The latest proposal for relief by House Democrats does include $100 million for rural intercity bus services that already receive subsidies. Offered by fewer than 150 operators in a handful of states, that program is one of the few parts of the industry that regularly rely on federal grants. Other than the Greyhound buses that operate as Amtrak connectors in a few states, the vast remainder of operators are fully privately operated, with little historic cause to lobby lawmakers for funds.
That may be part of the reason the industry has been ignored in relief bills, said Peter J. Pantuso, the president and CEO of the American Bus Association, despite the roles it plays.
“We pick up Amtrak travelers. When planes don’t fly, it’s us that steps in to move people. We had buses bringing in National Guard troops to the Capitol for Inauguration,” he said. “We are a part of the network that people typically forget about because we’re not constantly looking for a handout like every other government-subsidized system.”
Some businesses have responded to the pressures of the moment. Storer Coachways, a large California-based charter company, has rigged out 15 of its buses as mobile Covid-19 testing units through contracts with county health departments. Many carriers have worked with government agencies to provide essential transportation for health-care workers and evacuees from natural disasters this year.

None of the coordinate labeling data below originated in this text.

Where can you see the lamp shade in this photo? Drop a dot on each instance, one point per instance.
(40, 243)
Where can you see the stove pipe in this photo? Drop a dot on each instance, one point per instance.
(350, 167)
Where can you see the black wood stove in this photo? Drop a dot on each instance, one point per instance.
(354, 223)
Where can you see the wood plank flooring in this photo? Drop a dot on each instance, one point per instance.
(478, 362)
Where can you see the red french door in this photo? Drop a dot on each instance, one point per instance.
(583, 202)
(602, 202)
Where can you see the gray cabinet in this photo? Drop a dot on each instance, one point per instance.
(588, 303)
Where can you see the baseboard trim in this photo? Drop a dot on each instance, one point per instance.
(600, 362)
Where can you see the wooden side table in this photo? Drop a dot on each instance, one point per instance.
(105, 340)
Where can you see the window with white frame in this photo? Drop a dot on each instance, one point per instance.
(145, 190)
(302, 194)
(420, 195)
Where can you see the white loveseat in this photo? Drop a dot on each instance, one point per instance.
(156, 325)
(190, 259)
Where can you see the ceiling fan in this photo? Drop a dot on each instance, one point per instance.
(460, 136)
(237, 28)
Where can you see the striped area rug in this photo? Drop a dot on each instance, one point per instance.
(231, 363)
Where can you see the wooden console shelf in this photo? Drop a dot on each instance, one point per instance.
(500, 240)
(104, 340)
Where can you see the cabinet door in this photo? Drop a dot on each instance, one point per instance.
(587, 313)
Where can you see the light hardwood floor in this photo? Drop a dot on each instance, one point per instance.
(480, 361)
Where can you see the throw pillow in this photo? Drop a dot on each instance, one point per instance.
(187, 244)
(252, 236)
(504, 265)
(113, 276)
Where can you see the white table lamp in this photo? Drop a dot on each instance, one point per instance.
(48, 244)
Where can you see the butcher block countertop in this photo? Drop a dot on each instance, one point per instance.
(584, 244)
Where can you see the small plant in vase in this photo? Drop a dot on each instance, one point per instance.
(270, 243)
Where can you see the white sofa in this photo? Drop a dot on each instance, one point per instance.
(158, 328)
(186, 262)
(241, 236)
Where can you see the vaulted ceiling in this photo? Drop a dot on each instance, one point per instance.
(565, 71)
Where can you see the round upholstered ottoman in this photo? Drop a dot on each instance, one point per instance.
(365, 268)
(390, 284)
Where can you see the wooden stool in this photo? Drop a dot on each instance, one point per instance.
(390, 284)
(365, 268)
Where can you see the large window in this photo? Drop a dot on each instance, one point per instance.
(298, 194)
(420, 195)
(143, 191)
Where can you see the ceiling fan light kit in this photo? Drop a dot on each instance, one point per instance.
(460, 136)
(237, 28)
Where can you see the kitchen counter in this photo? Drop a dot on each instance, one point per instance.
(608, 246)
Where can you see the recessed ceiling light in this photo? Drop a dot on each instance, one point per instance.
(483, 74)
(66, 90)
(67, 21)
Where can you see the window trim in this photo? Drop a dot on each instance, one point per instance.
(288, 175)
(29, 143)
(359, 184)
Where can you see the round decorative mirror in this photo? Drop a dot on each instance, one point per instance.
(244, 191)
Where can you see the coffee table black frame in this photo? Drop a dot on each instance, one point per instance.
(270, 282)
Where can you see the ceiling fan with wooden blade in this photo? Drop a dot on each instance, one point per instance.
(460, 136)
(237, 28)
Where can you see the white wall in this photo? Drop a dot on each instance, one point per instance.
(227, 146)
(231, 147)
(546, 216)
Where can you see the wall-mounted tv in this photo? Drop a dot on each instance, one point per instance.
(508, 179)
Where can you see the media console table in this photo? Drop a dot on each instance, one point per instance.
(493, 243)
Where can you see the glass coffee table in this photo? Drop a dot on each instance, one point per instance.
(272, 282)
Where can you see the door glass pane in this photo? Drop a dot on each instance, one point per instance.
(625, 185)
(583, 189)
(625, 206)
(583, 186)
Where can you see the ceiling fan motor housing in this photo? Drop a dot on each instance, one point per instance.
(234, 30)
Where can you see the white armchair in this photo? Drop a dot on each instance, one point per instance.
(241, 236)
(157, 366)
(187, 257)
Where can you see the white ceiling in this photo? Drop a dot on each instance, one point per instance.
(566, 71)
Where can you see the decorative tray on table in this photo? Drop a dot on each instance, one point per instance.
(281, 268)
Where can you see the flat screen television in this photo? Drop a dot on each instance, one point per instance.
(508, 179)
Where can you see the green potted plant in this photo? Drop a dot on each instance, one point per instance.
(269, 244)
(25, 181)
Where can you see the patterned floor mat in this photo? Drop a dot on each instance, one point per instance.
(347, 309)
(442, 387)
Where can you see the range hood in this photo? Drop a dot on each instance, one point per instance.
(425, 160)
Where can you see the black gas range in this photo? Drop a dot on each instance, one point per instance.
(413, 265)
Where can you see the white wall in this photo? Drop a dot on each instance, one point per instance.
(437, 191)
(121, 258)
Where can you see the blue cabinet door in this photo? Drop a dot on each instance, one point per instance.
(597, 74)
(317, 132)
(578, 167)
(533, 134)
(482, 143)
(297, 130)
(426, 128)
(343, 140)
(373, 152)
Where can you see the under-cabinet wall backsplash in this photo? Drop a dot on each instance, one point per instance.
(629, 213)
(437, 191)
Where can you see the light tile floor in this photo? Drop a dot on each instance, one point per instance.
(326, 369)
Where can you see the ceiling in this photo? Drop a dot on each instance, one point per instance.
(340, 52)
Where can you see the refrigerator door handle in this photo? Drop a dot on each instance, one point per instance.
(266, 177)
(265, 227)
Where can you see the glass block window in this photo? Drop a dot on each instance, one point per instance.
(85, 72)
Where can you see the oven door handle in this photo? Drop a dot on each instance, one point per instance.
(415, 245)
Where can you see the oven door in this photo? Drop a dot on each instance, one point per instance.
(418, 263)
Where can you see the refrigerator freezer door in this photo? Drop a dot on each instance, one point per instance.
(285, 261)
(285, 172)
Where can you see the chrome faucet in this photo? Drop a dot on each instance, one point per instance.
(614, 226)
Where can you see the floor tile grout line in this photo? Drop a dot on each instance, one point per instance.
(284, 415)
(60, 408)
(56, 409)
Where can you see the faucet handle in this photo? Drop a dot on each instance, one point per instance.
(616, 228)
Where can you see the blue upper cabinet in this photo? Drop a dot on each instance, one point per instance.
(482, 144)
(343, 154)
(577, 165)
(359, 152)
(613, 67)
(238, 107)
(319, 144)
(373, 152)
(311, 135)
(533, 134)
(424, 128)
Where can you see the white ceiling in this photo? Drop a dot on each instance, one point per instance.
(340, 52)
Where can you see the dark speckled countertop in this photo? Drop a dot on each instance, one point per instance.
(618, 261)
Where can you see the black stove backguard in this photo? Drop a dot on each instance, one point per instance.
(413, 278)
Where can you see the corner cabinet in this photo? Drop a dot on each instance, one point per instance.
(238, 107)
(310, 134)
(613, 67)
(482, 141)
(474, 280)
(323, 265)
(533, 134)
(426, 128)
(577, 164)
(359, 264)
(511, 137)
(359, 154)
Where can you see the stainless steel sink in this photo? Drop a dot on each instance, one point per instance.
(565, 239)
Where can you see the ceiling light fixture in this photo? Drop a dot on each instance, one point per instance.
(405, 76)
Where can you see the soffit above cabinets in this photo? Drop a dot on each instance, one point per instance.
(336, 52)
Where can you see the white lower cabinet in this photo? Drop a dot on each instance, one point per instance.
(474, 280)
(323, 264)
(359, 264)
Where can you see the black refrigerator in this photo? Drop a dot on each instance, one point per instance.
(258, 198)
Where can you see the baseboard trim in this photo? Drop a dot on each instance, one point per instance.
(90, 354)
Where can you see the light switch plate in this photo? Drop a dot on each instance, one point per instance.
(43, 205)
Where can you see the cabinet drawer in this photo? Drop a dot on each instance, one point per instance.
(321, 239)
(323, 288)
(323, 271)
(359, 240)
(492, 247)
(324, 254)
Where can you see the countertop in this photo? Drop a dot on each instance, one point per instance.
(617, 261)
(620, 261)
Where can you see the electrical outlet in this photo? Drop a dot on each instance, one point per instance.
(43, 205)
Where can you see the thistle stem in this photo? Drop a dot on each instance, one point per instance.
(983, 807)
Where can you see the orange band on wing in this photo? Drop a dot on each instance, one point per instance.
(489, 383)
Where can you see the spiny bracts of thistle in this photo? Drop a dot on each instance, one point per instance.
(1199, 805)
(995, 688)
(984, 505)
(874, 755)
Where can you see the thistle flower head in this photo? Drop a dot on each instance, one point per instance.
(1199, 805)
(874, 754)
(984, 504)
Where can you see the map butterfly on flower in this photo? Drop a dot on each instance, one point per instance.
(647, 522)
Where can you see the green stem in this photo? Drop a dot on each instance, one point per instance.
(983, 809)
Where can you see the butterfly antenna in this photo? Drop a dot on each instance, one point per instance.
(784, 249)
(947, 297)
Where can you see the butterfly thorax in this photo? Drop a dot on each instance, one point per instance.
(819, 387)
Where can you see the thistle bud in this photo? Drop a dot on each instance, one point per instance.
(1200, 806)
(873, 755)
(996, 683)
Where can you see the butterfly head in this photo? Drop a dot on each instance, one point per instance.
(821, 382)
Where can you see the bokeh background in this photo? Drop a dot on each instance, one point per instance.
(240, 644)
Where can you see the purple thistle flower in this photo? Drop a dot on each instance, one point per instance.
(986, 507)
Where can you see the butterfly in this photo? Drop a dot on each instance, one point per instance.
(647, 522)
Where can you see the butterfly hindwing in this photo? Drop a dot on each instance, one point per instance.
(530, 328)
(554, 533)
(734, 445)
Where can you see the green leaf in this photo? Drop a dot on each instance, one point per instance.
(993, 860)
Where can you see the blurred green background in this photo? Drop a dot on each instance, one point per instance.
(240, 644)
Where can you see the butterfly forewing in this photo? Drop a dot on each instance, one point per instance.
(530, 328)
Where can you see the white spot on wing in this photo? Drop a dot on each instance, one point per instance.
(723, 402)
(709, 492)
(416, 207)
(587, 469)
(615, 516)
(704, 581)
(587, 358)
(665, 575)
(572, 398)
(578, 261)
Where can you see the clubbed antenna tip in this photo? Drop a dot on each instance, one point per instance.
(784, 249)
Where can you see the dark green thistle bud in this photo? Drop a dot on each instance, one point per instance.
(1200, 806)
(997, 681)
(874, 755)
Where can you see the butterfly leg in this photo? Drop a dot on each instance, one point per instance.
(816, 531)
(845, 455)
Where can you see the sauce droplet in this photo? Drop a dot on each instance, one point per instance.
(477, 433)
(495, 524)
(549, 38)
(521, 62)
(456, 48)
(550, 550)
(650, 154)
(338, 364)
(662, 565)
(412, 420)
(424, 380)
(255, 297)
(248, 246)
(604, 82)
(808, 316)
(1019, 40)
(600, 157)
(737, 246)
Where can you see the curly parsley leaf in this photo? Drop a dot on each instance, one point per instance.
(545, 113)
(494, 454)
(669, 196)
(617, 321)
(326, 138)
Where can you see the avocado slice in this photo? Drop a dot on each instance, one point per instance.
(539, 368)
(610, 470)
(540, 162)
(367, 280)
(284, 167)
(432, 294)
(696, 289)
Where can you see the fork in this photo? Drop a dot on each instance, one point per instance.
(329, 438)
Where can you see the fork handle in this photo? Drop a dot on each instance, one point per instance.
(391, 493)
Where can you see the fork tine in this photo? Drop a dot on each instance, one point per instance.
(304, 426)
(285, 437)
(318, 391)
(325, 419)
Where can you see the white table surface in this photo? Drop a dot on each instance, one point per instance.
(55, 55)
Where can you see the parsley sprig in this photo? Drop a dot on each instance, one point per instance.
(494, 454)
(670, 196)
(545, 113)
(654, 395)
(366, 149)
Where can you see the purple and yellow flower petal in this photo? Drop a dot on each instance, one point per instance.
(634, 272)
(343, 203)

Pantuso and Schwieterman expect that the industry will see a partial rebound when the rest of the economy does, perhaps as soon as this summer, as vaccine rollouts allow more business and leisure travel to resume.
But many small operators may not be able to last even that long. As many as 800 have already closed their doors in the past year, Pantuso said. Other pandemic-era changes rippling through the economy — such as a number of large employers announcing permanent work-from-home policies — add further uncertainties. So far, the message from Congress is not encouraging.
“I’m not optimistic that we’ll be included in the next relief bill,” said Gallup of Royal Coach Tours. “If our industry goes under, there will be a huge void, and I don’t know who can fill that.”